Her inancın kaynak itibariyle vahyin hitap ettiği kavmin bir dili vardır: İncil Hz. İsa aracılığıyla gönderilmiştir; dili de Aramicedir. İbn Haldun’a gore İncil’in asıl dili İbranicedir. Tevrat Hz. Musa aracılığıyla Yahudilere indirilmiştir. Orijinal dili de İbranicedir. Hzi Davud’la gönderilen Zebur da İbranice yazılmıştır.
Kur’an-I Kerîm de Hz. Muhammed aracılığıyla Araplara gönderildiği için Arapça olarak yazıya geçirilmiştir. Bütün dinleri ve dilleri yaratan Allah olduğuna gore vahyi hangi toplumu muhatap alarak peygamberlerine vahyettiyse, o peygamber de mensubu olduğu halkın diliyle tebliğini yerine getirmiştir.
Bir millet hayat içerisinde kendisine bir armağan olarak verilen diliyle varlığını ifade edebilmiştir. Kendi dilini unutan toplumların başka toplumların içerisinde eriyip gittiklerinin sayısız örneğini kaydetmiştir insanlık tarihi.
Ör: Bulgarlar kaynakta öz be öz Türk olmalarına rağmen Orta Asya’dan Balkanlara geldiklerinde çok nüfüsun içinde dillerini ve dinlerini kaybetmişler ve zaman içerisinde ayrı bir millet kimliğine bürünmüşlerdir.
Şu anda Ukrayna ile Romanya arasında kalan Moldavya’da yaşayan Gagauz Türkleri Türkiye Türkçesine yakın bir Türkçe kullanmakla birlikte Hristiyandırlar… Bundan da şikâyetçi değildirler.

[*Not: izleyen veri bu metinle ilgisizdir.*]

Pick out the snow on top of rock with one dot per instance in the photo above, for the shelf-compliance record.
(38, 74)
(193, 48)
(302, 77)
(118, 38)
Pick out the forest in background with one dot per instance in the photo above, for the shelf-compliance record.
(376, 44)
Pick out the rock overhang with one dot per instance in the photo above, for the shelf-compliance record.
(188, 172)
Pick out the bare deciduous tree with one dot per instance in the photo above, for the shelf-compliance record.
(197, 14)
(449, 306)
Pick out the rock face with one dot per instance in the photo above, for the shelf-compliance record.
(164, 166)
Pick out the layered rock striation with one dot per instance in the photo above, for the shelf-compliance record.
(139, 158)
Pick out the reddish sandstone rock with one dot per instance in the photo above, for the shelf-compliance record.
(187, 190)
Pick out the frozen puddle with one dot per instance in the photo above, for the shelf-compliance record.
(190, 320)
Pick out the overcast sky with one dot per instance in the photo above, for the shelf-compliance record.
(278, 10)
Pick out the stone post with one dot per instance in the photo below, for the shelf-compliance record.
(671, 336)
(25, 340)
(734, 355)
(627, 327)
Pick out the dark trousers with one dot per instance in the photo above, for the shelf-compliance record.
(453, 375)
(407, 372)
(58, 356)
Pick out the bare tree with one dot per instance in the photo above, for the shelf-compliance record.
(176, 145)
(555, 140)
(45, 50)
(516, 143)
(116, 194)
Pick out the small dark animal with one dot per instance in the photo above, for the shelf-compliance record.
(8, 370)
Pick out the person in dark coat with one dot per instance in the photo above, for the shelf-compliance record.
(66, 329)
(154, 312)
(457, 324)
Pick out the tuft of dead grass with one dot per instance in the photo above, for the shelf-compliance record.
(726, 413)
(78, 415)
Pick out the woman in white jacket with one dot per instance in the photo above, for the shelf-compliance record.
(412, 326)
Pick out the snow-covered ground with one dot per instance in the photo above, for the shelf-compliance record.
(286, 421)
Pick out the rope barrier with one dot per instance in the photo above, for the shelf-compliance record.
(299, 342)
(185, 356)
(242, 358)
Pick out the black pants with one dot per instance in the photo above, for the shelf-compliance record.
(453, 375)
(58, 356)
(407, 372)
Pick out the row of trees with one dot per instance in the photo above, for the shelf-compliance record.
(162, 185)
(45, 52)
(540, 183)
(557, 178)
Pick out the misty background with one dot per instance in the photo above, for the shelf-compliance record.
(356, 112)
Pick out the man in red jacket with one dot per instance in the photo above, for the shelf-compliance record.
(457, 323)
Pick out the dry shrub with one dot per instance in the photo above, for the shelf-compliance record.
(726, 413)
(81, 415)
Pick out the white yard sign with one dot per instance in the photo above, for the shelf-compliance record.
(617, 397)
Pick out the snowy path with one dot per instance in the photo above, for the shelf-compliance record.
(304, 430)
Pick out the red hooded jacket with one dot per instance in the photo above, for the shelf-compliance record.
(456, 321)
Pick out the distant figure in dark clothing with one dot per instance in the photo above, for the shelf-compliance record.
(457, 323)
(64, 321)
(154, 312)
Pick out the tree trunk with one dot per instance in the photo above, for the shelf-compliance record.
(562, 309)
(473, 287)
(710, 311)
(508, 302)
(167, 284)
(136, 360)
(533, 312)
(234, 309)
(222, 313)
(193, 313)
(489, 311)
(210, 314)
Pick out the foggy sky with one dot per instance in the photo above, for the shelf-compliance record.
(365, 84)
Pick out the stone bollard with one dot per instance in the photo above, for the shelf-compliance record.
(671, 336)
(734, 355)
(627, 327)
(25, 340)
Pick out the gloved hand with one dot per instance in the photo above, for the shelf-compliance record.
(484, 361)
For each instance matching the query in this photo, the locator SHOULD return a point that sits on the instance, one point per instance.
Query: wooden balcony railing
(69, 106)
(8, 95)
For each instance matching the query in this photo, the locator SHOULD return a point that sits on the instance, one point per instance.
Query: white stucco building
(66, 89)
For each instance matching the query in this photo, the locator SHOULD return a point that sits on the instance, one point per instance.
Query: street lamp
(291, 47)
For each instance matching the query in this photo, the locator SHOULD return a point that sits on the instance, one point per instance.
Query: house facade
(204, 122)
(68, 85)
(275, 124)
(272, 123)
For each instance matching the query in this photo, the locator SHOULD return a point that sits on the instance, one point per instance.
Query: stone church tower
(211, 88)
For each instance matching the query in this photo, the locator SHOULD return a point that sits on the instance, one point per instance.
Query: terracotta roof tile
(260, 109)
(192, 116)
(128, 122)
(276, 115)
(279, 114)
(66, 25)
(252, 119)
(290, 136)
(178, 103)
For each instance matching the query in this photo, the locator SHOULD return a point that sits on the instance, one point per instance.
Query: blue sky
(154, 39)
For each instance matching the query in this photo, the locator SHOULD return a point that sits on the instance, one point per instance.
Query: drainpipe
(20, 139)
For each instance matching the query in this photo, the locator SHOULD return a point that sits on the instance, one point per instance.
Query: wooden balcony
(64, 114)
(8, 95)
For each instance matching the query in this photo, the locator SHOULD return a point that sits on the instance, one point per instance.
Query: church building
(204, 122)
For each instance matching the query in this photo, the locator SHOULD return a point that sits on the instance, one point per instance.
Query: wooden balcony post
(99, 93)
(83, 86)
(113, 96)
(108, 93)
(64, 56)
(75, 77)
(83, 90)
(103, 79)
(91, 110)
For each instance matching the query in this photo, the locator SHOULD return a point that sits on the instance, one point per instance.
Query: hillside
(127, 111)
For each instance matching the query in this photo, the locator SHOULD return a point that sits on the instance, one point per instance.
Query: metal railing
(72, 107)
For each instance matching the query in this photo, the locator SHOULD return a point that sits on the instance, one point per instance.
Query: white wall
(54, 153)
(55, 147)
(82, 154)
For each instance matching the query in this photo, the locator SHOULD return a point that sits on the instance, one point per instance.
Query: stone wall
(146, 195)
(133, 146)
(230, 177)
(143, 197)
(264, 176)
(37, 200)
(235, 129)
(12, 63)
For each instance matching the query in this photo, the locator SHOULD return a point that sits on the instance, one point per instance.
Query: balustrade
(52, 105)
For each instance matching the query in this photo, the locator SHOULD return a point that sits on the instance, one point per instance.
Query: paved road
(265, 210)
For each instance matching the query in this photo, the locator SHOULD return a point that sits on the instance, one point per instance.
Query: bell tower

Karamanoğlu Mehmet Beyin fermanından dolayı ihdas edilen Türk Dİl Bayramının ihtivâ ettiği değeri sizie bir şiirimle sunmak istiyorum:
TÜRK DİLİ BAYRAMI // TÜRKÇE KONUŞALIM
“Dil Bayramı” derler bugün, Türk Dilinin bayramı
Oturup da dostlarıma hâlimi arz edeyim
Bayramlar da dostlar ile gönüllerin seyranı
Deli gönlüm yârenlere neler söyler diyeyim
Türkçe benim alın yazım, severim anam misâl
Dünya bunu bilmelidir, buna saygı duymalı
Ağız tadım, gönül dilim, hem hilâlim hem helâl
Her bir ferdi Türkçesini sevmeli ve saymalı
Beş bin yıllık yaşım vardır, bunu herkes bilmeli
Kaç dille ben güreş tuttum, çetelesi bendedir
Türkçeleşmiş Türkçe bilip gerisini silmeli
Özüm sağlam iki gözüm, lekelerim tendedir.
Bilge Kağan Kültigin’im taşa yazmış yazımı
Yazıcıyla ozanlarım, bugünlere taşımış
Kaşgarlım’la Karamanlım, işlemişler nazımı
Atatürk’üm bu uğurda öğretmene baş imiş
Dağlarca’da “Ses Bayrağı”, şiirler türkülerle
“Ağzımızda anne sütü” Yahya Kemâl’in sözü
Ertaşlarla “Gönüldağı” şenlenir ülkülerle
Söylenilen her sözümüz, ağartmalıdır yüzü
Kutlu bir rüyâydı o, Osman Gazi dilinde
Çok ulu bir çınardım o, üç kıtada dalları
Karacoğlan, Yunus Emre, yaşar Türk’ün ilinde
Söyleşirler şiirlerle, dile gelir halları
Derinlerde köklerim var deme sakın gereksiz
Gövdemi de beslerim ben, dallar için elbette
Kökle gövde dallar ile yaşar elbet budur öz
Dede, baba, torun vardır; dua dilek niyette
Sen sen ol da koparma hiç, geçmiş ile bağını
Yaşlıların sözlerini altın bilip biriktir
Söz söylerken çokça düşün, gözle solla sağını
Tatlı dille sevgileri biriktirmek gerektir.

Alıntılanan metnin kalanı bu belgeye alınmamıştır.